The Mat-Su Borough has filed notice that a cellular telephone carrier is looking to build a tower on borough land near Goose Bay Elementary School. ROBERT DeBERRY/Frontiersman file photo
The Mat-Su Borough has filed notice that a cellular telephone carrier is looking to build a tower on borough land near Goose Bay Elementary School. ROBERT DeBERRY/Frontiersman file photo

PALMER — Faced with an opportunity to institute new regulations on towers and other tall structures, the Mat-Su Borough assembly Tuesday decided instead to erase the rules already on the books.

“I think this amendment … would eliminate all of the regulations for tall structures that the borough has,” borough planner Alex Strawn told the assembly when assemblyman Ron Arvin proposed amending a resolution to adopt a new tall structures ordinance.

Strawn quickly added that some pockets in the borough that operate under what’s called a special use district will maintain tower rules put in place in the legislation creating those districts.

The assembly — which had two new faces at Tuesday’s meeting, the first to include new members Steve Colligan and Darcie Salmon — asked Strawn why the ordinance it was facing included so many new rules regarding things like viewshed and setbacks from property lines.

“Planning staff is either a hammer or a screwdriver. They can pick it up and either start pounding nails or start ripping the siding off the house. We do what is the will of the assembly,” Strawn said.

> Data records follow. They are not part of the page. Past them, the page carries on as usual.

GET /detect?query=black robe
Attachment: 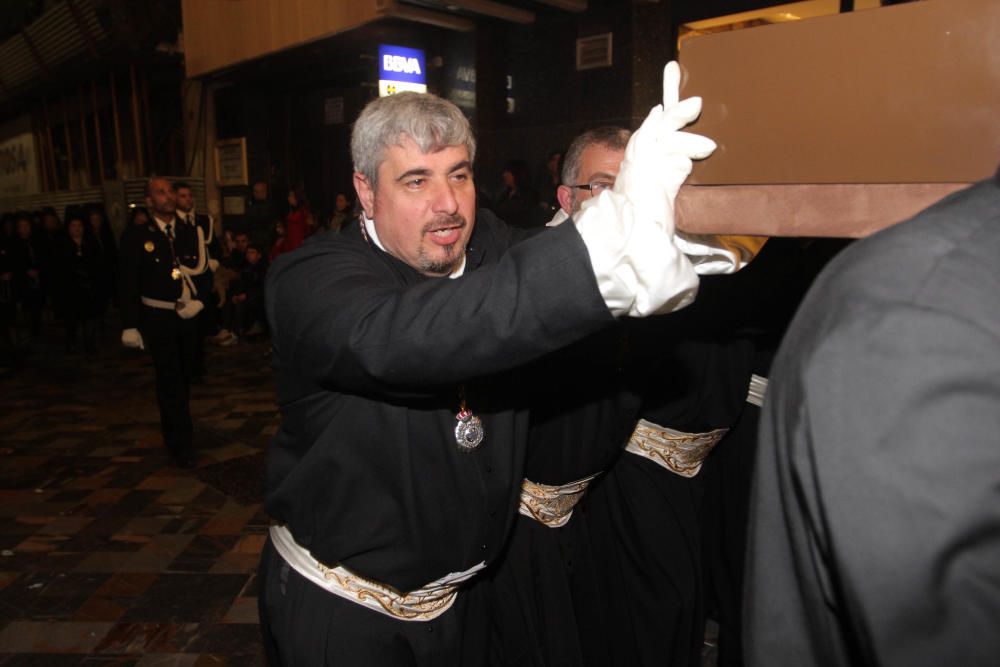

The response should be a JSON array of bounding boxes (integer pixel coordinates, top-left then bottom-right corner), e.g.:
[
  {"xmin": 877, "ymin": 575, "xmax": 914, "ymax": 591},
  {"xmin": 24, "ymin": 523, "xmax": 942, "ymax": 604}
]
[
  {"xmin": 745, "ymin": 173, "xmax": 1000, "ymax": 667},
  {"xmin": 265, "ymin": 211, "xmax": 614, "ymax": 591},
  {"xmin": 490, "ymin": 324, "xmax": 639, "ymax": 667},
  {"xmin": 583, "ymin": 274, "xmax": 753, "ymax": 667}
]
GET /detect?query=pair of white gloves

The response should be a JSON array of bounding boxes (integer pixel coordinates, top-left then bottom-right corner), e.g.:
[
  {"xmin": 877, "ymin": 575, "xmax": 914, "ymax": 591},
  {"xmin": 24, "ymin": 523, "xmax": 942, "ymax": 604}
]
[
  {"xmin": 574, "ymin": 62, "xmax": 747, "ymax": 317},
  {"xmin": 122, "ymin": 299, "xmax": 205, "ymax": 350}
]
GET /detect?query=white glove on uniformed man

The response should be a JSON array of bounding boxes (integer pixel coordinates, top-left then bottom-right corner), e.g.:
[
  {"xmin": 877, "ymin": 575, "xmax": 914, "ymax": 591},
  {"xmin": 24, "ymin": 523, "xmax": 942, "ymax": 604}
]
[
  {"xmin": 575, "ymin": 62, "xmax": 715, "ymax": 317},
  {"xmin": 122, "ymin": 329, "xmax": 145, "ymax": 350}
]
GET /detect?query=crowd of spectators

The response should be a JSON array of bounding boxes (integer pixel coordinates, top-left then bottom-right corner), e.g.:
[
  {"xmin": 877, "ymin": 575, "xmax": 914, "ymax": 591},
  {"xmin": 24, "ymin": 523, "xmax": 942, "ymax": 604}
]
[
  {"xmin": 0, "ymin": 161, "xmax": 561, "ymax": 366},
  {"xmin": 0, "ymin": 205, "xmax": 118, "ymax": 365}
]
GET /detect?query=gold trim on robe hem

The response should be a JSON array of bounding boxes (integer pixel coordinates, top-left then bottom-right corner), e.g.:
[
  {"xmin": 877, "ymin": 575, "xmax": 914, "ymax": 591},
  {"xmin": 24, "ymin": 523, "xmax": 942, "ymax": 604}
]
[
  {"xmin": 517, "ymin": 472, "xmax": 601, "ymax": 528},
  {"xmin": 270, "ymin": 526, "xmax": 486, "ymax": 621},
  {"xmin": 625, "ymin": 419, "xmax": 729, "ymax": 477}
]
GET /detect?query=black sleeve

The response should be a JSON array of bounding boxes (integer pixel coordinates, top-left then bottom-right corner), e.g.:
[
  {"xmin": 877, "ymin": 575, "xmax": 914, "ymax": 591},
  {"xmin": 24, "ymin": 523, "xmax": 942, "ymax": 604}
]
[{"xmin": 266, "ymin": 219, "xmax": 614, "ymax": 395}]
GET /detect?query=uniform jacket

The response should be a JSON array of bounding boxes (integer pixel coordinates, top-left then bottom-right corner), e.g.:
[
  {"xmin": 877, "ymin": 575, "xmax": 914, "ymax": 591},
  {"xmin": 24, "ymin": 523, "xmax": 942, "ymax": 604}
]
[{"xmin": 120, "ymin": 219, "xmax": 198, "ymax": 329}]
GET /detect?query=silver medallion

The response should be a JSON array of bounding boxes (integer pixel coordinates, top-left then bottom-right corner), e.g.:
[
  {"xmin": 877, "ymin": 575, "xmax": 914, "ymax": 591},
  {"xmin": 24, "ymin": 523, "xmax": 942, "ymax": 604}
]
[{"xmin": 455, "ymin": 410, "xmax": 484, "ymax": 452}]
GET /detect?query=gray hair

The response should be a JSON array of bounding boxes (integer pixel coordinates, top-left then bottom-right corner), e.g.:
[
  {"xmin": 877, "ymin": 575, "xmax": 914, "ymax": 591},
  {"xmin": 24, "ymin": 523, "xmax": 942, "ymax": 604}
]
[
  {"xmin": 351, "ymin": 92, "xmax": 476, "ymax": 188},
  {"xmin": 560, "ymin": 125, "xmax": 632, "ymax": 185}
]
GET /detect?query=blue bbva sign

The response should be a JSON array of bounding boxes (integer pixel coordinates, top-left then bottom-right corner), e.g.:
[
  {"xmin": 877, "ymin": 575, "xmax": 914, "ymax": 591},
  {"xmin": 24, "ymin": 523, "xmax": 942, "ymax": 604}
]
[{"xmin": 378, "ymin": 44, "xmax": 427, "ymax": 97}]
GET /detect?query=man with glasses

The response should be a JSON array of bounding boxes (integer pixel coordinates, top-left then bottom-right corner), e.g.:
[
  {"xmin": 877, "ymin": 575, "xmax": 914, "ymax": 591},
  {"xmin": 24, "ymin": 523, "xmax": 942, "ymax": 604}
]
[
  {"xmin": 493, "ymin": 127, "xmax": 756, "ymax": 665},
  {"xmin": 549, "ymin": 127, "xmax": 632, "ymax": 225}
]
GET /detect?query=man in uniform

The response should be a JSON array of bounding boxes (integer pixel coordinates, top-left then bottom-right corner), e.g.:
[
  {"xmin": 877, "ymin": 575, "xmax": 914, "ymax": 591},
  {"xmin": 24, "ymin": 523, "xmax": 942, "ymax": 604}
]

And, at the time the ordinance was being drawn up, there was a lot of concern from residents who seemed to suddenly have a tower blocking their views. “There were 100-foot towers going up and people were saying, ‘hey, why didn’t I have a say in this?’”

But the new assembly looked much less favorably on these new rules.

“I would vote to get rid of the damn thing right now,” Colligan said. “To me it’s hideous.”

Salmon noted that while most people who testified Tuesday seemed to be asking for tweaks to the ordinance rather than beseeching the assembly to kill it outright, he said he felt they were probably making a calculation that tweaks were the more likely thing for the assembly to agree to.

“They’re probably of the impression that this is going to happen, that the assembly is going to approve some variation of this,” Salmon said, arguing with Colligan in favor of killing it and eliciting a round of applause from the audience

“Please maintain order,” mayor Larry DeVilbiss urged the crowd.

The amendment that killed the new regulations while also repealing the old ones came from Arvin.

“I want to send this back to the working group” that came up with the original ordinance, Arvin said. “My goal is to send a message to industry that they have a business-friendly assembly now and when they sit down and talk (it should be) about what they need for a business model versus what they hope they can squeeze in and try to survive.”

Colligan added that putting another set of regulations on top of the communications industry where towers are concerned is unnecessary.

“There are engineering standards, national design standards,” Colligan said. “They’re heavily engineered, they meet all sorts of other standards without us being involved at all.”